The adaptation of vector mosquitoes to urban habitats is an important selection driver that may lead to population structuring and the appearance of subpopulations. With ever-increasing urbanization, mosquitoes need to adapt to new conditions imposed by the environment, such as restricted genetic variability during the early domestication process, host-dependent dispersal, isolation and genetic drift, a favorable scenario for the emergence of subpopulations [50,51,52,53,54]. Furthermore, wing shape in mosquitoes is known to be a heritable trait and thus can be an indicator of evolutionary change [55]. The fact that the ANG, BMX, IBR, PIQ, PREV and SDS populations had homogeneous wing shape patterns is consistent with a genetic homogenization scenario, in which a population undergoes a demographic expansion driven by the urban environment, losing its structure in the process, as seen in a previous study of Ae. fluviatilis collected in similar urban parks in the city of São Paulo, Brazil [31].
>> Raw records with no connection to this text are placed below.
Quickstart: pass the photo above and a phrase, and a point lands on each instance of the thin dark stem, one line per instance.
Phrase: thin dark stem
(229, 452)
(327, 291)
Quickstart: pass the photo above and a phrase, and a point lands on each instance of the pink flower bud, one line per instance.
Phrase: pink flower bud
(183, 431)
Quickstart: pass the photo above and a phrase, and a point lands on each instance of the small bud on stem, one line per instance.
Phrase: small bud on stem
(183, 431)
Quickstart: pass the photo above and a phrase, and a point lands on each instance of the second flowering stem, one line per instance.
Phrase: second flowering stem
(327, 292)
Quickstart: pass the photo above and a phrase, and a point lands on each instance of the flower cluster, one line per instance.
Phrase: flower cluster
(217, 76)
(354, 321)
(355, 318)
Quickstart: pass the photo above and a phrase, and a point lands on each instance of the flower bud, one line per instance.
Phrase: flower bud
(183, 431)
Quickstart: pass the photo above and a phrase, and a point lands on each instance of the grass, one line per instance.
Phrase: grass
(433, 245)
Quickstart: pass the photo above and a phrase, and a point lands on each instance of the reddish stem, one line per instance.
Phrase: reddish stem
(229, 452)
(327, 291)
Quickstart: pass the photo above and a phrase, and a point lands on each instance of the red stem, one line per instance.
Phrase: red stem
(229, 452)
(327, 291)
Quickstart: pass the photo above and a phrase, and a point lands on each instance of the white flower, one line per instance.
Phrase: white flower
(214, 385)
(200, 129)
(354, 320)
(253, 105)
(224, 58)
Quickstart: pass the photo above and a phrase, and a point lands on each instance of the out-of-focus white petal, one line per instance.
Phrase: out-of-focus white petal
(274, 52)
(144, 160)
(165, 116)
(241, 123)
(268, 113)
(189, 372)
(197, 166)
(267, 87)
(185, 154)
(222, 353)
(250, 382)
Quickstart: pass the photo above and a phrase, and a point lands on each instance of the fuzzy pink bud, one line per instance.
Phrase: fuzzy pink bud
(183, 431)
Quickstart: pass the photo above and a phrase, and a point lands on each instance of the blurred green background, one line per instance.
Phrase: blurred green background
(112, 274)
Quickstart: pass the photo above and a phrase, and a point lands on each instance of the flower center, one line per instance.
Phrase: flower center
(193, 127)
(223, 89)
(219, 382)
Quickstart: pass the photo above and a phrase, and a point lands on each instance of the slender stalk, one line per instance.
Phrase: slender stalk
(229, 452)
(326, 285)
The moderate wing polymorphism in the study populations detected by the CVA, NJ tree and reclassification test, and the fact that isolation by distance was not identified, indicate that urban environment has a greater influence on population structure than geographical distance in the populations studied. Similar results were found in previous studies for other mosquito species, including Ae. aegypti and Ae. fluviatilis [29, 31].

Population density, availability of food sources and temperature are known to modify wing size in insects [52]. The differences in centroid sizes found in our analysis probably result from the conditions in the locations where the mosquitoes originated. The SHA and SDS were the only populations that exhibited different wing sizes. Our hypothesis is that mosquitoes in the former have a high ecological valence whereas mosquitoes in the latter are found in more anthropic areas, where their larvae can develop in artificial containers. Wing variation due to habitat conditions of the immature stages has also been found in Triatoma sordida (Stål) and Ae. aegypti [56, 57].

Conclusion

Mosquito species that can survive in urban environments tend to have an advantage over sylvatic species because of their ability to utilize different habitats for development of the immature stages and because of the easier access to hosts for blood-feeding in such environments, leading to an increase in the abundance and territorial expansion of these species [46, 58]. Therefore, the structuring pattern observed in Cx. nigripalpus populations, which segregated into two distinct groups (sylvatic and urban), as well as the overall low variability of wing shape resulting from high selective pressures, indicate that differences of environmental heterogeneity may have influenced wing shape in the populations studied.